Congress may mirror America after all. After President Barack Obama’s Saturday Rose Garden speech proclaiming his decision to take military action in response to Syria’s chemical weapons aggression, legislators appear to be split in their anticipated response. Obama will look to Congress for authorization when lawmakers return from recess a week from now. Public opinion polling shows a split in how Americans feel about US military action.
A Tuesday hearing of the Senate Foreign Relations Committee will start debates on the action. At close of business Saturday, the White House delivered a draft resolution authorizing the President to initiate military force. The draft is open-ended in what timeline or military methods would be engaged for a strike. The Administration has the week to make its case to the legislative branch.
A Washington Post article divides congressional leanings into five caucuses… 1) the do it now, already including House Minority Leader Nancy Pelosi (D-Calif.); 2) the want bigger military action including Senator John McCain (R-Ariz.); 3) the happy to debate the issue, reserving judgment is the largest and includes Senator Christopher Coons (D-Del.) and Representative Trey Radel (R-Fla.); 4) the skeptical, including Senator Lamar Alexander (R-Tenn.); 5) and the anti-military action, including Representative Charles B. Rangel (D-NY).
“Syria… is capable of facing up to any external aggression just as it faces up to internal aggression every day, in the form of terrorist groups and those that support them,” Syrian President Bashar al-Asad responded on Sunday to Obama’s address.
In Obama’s Saturday address, with Vice President Joe Biden at his shoulder, the President asked Congress to support a strike aimed at al-Asad’s regime.
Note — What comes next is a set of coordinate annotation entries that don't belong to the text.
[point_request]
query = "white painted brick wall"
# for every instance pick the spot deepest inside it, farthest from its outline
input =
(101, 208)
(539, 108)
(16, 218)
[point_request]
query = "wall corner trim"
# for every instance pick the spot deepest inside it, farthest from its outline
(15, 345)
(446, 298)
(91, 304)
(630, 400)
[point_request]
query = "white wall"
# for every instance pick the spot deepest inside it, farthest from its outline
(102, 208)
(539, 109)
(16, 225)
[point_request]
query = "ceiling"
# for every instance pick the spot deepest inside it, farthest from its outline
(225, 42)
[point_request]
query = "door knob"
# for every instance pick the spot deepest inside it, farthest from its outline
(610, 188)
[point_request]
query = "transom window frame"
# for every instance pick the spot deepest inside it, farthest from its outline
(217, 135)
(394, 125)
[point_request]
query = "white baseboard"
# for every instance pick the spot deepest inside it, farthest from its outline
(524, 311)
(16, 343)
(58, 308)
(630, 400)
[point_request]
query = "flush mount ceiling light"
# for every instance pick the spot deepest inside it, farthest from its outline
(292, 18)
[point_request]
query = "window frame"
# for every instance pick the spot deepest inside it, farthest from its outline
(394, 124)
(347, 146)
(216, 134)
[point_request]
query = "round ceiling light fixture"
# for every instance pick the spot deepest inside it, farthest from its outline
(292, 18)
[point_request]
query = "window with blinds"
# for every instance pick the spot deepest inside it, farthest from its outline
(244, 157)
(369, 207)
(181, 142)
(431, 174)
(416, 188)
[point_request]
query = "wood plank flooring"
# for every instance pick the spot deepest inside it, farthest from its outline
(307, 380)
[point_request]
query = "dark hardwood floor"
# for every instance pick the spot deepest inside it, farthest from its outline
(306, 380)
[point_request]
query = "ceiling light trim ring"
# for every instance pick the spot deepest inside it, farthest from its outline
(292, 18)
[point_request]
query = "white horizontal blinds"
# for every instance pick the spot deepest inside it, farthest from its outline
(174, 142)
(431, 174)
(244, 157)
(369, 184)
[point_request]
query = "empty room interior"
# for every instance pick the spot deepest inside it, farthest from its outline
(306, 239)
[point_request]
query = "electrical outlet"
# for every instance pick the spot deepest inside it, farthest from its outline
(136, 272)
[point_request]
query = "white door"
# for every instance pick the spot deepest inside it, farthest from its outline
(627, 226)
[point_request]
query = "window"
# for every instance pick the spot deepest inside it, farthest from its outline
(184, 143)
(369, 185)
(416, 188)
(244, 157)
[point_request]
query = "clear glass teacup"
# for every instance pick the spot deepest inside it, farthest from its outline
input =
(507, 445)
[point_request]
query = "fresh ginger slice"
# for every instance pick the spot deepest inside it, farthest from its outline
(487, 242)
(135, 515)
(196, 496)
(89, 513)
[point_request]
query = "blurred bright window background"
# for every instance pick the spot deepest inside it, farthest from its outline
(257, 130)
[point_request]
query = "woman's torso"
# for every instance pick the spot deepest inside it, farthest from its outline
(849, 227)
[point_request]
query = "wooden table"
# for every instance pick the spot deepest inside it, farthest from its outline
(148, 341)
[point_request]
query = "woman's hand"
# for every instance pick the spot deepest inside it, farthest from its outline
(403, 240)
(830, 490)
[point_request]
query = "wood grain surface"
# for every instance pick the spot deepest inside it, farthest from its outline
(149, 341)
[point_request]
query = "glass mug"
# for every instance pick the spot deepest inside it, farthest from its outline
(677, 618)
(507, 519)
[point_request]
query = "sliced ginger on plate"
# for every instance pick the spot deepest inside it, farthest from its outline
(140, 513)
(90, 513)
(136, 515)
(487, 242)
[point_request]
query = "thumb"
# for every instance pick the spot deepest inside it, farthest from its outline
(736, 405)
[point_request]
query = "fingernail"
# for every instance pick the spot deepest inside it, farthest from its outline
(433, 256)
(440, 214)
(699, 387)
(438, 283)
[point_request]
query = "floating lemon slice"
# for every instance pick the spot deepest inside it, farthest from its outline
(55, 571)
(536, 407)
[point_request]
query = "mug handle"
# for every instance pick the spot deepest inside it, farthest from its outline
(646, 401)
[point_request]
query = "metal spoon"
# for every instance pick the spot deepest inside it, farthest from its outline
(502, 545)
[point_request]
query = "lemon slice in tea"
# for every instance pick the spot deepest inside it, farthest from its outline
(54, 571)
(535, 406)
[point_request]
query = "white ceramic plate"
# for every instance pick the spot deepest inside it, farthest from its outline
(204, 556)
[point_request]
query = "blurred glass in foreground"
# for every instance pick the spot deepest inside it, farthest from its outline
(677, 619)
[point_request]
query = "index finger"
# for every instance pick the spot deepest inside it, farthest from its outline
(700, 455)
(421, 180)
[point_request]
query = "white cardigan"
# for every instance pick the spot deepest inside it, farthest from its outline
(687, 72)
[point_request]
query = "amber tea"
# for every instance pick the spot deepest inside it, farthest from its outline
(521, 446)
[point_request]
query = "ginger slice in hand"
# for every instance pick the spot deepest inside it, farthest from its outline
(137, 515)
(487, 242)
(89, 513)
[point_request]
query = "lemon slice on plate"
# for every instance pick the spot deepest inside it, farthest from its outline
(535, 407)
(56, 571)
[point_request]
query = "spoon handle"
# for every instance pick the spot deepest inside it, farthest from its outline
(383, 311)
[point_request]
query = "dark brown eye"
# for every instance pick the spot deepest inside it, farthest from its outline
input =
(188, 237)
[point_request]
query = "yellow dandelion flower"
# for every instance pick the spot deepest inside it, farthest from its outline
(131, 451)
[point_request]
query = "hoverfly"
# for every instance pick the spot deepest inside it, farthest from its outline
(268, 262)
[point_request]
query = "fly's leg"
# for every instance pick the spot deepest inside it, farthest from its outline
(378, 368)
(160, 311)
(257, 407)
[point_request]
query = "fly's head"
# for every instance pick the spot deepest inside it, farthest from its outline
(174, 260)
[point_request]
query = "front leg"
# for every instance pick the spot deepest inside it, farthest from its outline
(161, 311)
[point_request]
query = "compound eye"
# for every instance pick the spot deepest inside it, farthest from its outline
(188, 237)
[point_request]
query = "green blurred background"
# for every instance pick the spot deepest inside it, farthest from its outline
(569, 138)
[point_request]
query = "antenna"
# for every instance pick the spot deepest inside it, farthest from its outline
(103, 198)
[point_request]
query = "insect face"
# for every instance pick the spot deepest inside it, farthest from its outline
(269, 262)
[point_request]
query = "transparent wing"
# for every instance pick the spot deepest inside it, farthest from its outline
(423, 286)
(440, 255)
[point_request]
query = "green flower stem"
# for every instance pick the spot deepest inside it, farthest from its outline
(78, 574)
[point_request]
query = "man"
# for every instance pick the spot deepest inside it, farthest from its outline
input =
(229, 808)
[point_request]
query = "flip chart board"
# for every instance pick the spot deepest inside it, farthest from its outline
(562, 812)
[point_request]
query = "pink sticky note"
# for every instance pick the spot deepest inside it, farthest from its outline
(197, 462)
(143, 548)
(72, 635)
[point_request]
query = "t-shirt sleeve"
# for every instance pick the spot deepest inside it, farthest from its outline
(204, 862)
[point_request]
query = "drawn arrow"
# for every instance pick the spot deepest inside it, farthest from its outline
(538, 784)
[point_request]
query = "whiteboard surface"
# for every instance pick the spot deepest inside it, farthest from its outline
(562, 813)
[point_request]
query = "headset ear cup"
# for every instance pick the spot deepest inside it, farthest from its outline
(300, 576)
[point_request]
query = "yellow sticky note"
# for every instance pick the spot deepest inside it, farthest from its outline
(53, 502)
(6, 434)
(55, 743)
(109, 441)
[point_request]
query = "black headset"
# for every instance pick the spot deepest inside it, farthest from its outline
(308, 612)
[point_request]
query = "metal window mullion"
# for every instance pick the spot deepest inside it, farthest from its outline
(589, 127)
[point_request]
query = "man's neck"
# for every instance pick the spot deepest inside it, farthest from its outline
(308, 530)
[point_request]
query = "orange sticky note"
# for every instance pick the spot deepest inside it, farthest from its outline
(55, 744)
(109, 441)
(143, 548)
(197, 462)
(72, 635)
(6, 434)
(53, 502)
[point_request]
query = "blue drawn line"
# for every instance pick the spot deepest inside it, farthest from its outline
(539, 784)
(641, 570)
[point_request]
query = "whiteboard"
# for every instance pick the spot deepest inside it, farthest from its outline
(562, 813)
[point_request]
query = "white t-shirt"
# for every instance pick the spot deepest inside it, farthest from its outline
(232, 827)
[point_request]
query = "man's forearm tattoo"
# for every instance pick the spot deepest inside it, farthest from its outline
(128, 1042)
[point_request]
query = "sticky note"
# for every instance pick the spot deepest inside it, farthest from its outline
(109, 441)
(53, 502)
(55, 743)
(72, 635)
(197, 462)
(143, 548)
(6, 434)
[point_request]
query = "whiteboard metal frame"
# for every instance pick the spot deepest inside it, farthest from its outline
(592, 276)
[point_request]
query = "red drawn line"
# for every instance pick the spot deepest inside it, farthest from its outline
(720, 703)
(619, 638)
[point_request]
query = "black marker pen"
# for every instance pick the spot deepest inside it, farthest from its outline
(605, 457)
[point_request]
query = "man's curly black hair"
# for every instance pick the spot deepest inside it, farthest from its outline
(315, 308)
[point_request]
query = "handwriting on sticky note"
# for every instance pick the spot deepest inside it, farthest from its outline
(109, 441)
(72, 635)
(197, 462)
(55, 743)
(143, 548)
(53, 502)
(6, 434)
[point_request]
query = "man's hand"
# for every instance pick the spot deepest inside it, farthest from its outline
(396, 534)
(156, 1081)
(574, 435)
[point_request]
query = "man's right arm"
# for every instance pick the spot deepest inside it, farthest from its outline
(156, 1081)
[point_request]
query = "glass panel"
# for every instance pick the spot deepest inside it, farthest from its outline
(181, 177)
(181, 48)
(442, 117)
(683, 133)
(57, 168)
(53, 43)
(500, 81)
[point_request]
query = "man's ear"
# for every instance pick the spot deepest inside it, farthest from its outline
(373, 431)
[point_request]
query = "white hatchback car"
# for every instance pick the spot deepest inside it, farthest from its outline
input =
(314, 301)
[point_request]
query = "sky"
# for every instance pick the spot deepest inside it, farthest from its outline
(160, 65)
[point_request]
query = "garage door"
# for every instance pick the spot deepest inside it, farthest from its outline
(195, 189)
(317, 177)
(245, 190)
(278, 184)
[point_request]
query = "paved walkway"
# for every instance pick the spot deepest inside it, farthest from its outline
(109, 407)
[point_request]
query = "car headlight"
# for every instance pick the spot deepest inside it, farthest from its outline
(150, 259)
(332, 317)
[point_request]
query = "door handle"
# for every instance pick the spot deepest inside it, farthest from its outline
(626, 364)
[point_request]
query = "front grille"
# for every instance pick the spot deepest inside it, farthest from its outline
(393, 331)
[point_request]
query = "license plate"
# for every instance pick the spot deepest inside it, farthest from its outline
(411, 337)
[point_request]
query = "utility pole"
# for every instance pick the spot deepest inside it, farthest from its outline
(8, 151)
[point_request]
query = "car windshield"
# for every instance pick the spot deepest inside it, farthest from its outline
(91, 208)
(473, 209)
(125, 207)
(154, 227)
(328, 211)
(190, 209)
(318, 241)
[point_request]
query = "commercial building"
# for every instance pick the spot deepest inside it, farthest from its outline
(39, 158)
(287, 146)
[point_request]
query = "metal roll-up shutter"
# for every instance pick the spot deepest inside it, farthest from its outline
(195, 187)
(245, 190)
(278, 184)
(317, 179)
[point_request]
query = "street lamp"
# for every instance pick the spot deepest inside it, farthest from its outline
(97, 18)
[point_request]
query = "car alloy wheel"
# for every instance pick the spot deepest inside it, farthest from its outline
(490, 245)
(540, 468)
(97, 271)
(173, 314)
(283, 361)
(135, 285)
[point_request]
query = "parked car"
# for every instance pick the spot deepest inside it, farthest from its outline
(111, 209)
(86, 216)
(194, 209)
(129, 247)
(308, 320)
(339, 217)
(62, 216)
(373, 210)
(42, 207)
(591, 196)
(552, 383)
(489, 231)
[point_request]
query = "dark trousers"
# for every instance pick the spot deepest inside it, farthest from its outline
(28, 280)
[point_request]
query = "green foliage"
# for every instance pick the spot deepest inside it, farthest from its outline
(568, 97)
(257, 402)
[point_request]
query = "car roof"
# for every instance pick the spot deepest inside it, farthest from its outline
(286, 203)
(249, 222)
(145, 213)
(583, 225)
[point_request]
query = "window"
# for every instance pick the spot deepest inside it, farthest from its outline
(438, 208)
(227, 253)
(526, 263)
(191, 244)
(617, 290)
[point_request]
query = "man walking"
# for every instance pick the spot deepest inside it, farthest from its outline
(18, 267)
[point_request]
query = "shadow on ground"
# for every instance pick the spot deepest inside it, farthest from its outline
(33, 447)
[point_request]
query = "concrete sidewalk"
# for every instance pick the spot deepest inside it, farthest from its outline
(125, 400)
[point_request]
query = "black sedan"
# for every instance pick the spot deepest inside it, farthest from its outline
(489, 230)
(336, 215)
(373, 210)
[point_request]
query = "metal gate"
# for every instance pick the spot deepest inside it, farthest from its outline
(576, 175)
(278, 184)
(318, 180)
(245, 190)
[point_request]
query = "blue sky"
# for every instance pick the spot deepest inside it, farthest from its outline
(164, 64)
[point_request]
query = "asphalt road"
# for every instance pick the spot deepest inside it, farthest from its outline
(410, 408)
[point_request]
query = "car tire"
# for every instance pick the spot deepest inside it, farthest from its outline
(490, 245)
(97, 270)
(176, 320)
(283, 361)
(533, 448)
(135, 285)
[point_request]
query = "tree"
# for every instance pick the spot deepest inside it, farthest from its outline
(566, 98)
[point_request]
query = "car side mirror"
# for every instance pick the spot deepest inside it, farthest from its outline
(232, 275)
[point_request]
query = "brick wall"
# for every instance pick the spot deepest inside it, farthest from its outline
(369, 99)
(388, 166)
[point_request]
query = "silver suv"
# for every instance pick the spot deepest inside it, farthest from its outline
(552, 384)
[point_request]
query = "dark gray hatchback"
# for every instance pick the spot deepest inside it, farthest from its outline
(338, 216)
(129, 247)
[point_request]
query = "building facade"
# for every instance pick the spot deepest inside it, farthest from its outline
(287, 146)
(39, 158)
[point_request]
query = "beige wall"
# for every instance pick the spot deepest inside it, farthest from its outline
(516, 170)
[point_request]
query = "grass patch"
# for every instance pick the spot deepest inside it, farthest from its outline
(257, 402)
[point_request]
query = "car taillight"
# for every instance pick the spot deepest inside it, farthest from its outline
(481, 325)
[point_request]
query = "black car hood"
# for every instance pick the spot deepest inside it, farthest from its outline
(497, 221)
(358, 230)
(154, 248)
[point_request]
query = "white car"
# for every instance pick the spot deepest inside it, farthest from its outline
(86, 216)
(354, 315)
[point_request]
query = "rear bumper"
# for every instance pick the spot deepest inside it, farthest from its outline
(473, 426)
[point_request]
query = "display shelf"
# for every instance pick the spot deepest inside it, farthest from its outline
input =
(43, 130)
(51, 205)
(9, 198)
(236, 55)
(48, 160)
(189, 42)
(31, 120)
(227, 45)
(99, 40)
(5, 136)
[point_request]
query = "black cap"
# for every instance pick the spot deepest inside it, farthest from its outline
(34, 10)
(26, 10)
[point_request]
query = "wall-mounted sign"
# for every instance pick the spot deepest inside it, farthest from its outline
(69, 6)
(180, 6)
Obama did assert that he has, “the authority to carry out this military action without specific congressional authorization.”
World leaders are also situated on either side of the line. Russian President Vladimir Putin vehemently opposes military retaliation. British Prime Minister David Cameron was just denied in his call for military strikes against Damascus by the House of Commons. Presently, the only sizable allies supporting Obama’s decision are France and Saudi Arabia. UN inspectors are still finishing up investigations of the chemical weapons attacks having just returned to Rotterdam after four days gathering samples in Damascus.